Ben Golliver writing in Sports Illustrated explores the playoff picture.
Let's start with what we know, now that all 30 teams have played at least 60 games: Atlanta will cruise to the East's No. 1 seed, Golden State looks poised to take the top spot in the West, and 11 other teams (Memphis, Houston, Portland, Clippers, Dallas, San Antonio, Cleveland, Toronto, Chicago, Washington and Milwaukee) will join them in the playoffs barring a crazy collapse, leaving three unclaimed postseason berths.
Golliver suggests those last three berths may be up for grabs for a long time since several teams remain in the mix.
He says the Cleveland Cavaliers are surging and the Toronto Raptors are swooning and then he lists the teams surging and swooning according to how their offense and defense are playing.
The teams surging are the Houston Rockets (offense) and the Utah Jazz (a salute to Rudy Gobert and how he's improved their defense, not their playoff chances).
The swooning teams are the Dallas Mavericks (offense) and Portland Trail Blazers (defense).
On the surface, Portland looks like a team that has a claim to be in the contender discussion. The Blazers have a top-five record in the league, they possess two All-Stars, they rank in the top 10 on both sides of the ball for the season, and they are coming off a playoff series victory.
Look a bit deeper, though, and hesitation is warranted. For the second straight year, Portland raced out to a strong start, only to fall off that pace as the season progressed: a 22-6 start gave way to a humbling 10-10 stretch. Injuries to big men Robin Lopez and Joel Freeland factored into the hiccups, as did a more difficult schedule.
The regression has been very real on the defensive end. Before Jan. 1, Portland ranked third overall in defensive rating. Since Jan. 1, Portland ranks 13th, which is only marginally better than where they finished last season.
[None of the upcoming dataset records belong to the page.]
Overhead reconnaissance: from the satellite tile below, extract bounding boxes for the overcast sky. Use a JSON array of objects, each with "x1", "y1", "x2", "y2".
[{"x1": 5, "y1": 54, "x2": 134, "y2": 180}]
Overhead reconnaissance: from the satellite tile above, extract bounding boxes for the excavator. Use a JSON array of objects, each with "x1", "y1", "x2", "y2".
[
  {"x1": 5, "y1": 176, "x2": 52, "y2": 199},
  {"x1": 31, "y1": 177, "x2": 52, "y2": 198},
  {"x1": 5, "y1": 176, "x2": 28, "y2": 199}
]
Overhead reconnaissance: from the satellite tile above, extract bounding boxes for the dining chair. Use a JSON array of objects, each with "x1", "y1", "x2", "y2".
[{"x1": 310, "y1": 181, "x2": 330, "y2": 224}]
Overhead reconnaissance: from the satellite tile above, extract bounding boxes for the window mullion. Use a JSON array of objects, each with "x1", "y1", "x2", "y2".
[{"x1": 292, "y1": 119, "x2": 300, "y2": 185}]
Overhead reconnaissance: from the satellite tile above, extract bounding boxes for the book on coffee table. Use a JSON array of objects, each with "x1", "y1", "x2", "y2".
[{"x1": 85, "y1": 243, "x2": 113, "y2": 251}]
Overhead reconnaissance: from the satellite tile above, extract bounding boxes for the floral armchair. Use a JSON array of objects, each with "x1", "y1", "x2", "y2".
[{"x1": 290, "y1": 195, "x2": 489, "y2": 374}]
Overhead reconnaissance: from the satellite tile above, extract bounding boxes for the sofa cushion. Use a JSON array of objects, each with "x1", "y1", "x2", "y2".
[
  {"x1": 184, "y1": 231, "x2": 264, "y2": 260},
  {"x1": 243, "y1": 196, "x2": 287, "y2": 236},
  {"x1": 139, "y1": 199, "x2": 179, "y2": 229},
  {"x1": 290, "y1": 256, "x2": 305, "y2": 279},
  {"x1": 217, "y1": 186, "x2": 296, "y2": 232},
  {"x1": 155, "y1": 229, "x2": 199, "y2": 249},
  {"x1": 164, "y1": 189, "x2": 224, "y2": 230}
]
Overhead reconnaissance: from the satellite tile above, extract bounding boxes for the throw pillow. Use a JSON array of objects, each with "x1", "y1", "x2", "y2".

In terms of the biggest swooners—those teams whose defensive rating has fallen by the most since Jan. 1—Portland ranks third.
Golliver's biggest concern for the Trail Blazers is the loss of Wesley Matthews and what it does to their bold trade deadline move of acquiring Arron Afflalo to bolster the bench. Having Afflalo start for them trashes that plan.
Unfortunately, it looks like the injury to Matthews will raise the same old questions—depth, defense—that have plagued the Blazers in recent years. LaMarcus Aldridge and Damian Lillard are fully capable of delivering a series victory, but Portland's recent slippage defensively coupled with the loss of Matthews makes it harder to envision the Blazers taking the next step by reaching their first conference finals since 2000. Blazermaniacs might want to cross their fingers and hope for the Mavericks under the assumption that Dallas' offensive fall-off will be more crippling than Portland's recent defensive shortcomings.
Are you concerned about a possible season-ending swoon?